5.Display and interpret the results

a. Display the results in nice table format with appropriate names of your independent and dependent variables

Interpretation - Looking at the brant results for the numeric model we notice that all IV’s are in violation of the brant test except sexual orientation, meaning we should consider using them as factor. We also noted that both the logit and probit model had the same results on the brant test meaning we can utilize either model. all Iv variable are not dichotomous so we need to convert them to factors in the coming analysis. Transformed variables into factor and they started to pass the brant test for the most part.

glm_fit <- function(model) {
  # Calculate Likelihood Ratio
  lr <- logLik(model)
 
  # Calculate AIC
  aic <- AIC(model)
 
  # Calculate BIC
  n <- nobs(model)
  p <- length(coef(model))
  bic <- -2 * logLik(model) + p * log(n)
 
  # Calculate Deviance
  deviance <- summary(model)$deviance

  # Return the metrics as a list
  metrics <- data.frame(Likelihood_Ratio = lr, AIC = aic, BIC = bic, Deviance = deviance)
  return(metrics)
}


glm_fit(gm_l)

##   Likelihood_Ratio      AIC      BIC Deviance
## 1        -5373.028 10774.06 10853.28 10746.06

# slight improvement of AIC BIC and deviance on factor version
glm_fit(gm_l_f)

##   Likelihood_Ratio      AIC      BIC Deviance
## 1        -5367.878 10773.76 10887.66 10735.76

b. Graph the impact of the three primary independent variables with 95% confidence intervals

Graphing libcon

Looking at extreme conservative vs extreme liberal. We notice that liberals are far more supportive of gay marriage in comparison to extreme conservatives.
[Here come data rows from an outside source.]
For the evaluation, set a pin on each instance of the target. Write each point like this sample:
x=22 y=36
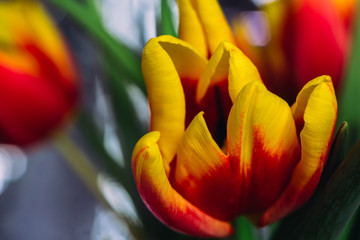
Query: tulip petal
x=227 y=62
x=262 y=145
x=315 y=109
x=203 y=174
x=163 y=201
x=202 y=23
x=165 y=60
x=26 y=22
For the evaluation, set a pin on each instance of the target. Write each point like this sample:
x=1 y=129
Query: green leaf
x=119 y=53
x=349 y=107
x=167 y=26
x=244 y=229
x=327 y=213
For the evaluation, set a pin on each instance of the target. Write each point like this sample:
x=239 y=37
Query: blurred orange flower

logit<-ggpredict(gm_l_f, terms="libcon_f")   #ggpredict(model_name, terms="variable to graph")
print(logit) #Overview of the predicted probability results

## # Predicted probabilities of gay_marriage
## 
## # Response Level = 1
## 
## libcon_f   | Predicted |       95% CI
## -------------------------------------
## Moderate   |      0.04 | [0.03, 0.04]
## Extreme C  |      0.24 | [0.19, 0.29]
## Extreme L  |      0.01 | [0.01, 0.02]
## Slightly C |      0.07 | [0.05, 0.08]
## Slightly L |      0.03 | [0.02, 0.03]
## Somewhat C |      0.12 | [0.10, 0.15]
## Somewhat L |      0.01 | [0.01, 0.01]
## 
## # Response Level = 2
## 
## libcon_f   | Predicted |       95% CI
## -------------------------------------
## Moderate   |      0.10 | [0.08, 0.11]
## Extreme C  |      0.31 | [0.26, 0.38]
## Extreme L  |      0.04 | [0.02, 0.06]
## Slightly C |      0.15 | [0.13, 0.19]
## Slightly L |      0.07 | [0.06, 0.09]
## Somewhat C |      0.23 | [0.20, 0.28]
## Somewhat L |      0.02 | [0.02, 0.03]
## 
## # Response Level = 3
## 
## libcon_f   | Predicted |       95% CI
## -------------------------------------
## Moderate   |      0.87 | [0.85, 0.88]
## Extreme C  |      0.45 | [0.38, 0.52]
## Extreme L  |      0.95 | [0.92, 0.97]
## Slightly C |      0.78 | [0.74, 0.82]
## Slightly L |      0.90 | [0.88, 0.92]
## Somewhat C |      0.64 | [0.59, 0.69]
## Somewhat L |      0.97 | [0.95, 0.98]
## 
## Adjusted for:
## * relig_ident_f = Non-Religous
## *    sex_orient =         1.12
## *        educ_f =            1
## *         age_f =            1

logit$x <-as.factor(logit$x)
# Define custom levels and labels
custom_levels <- c(1, 2, 3)
custom_labels <- c("Anti-gay relationship", "No gay marriage", "Pro gay marriage")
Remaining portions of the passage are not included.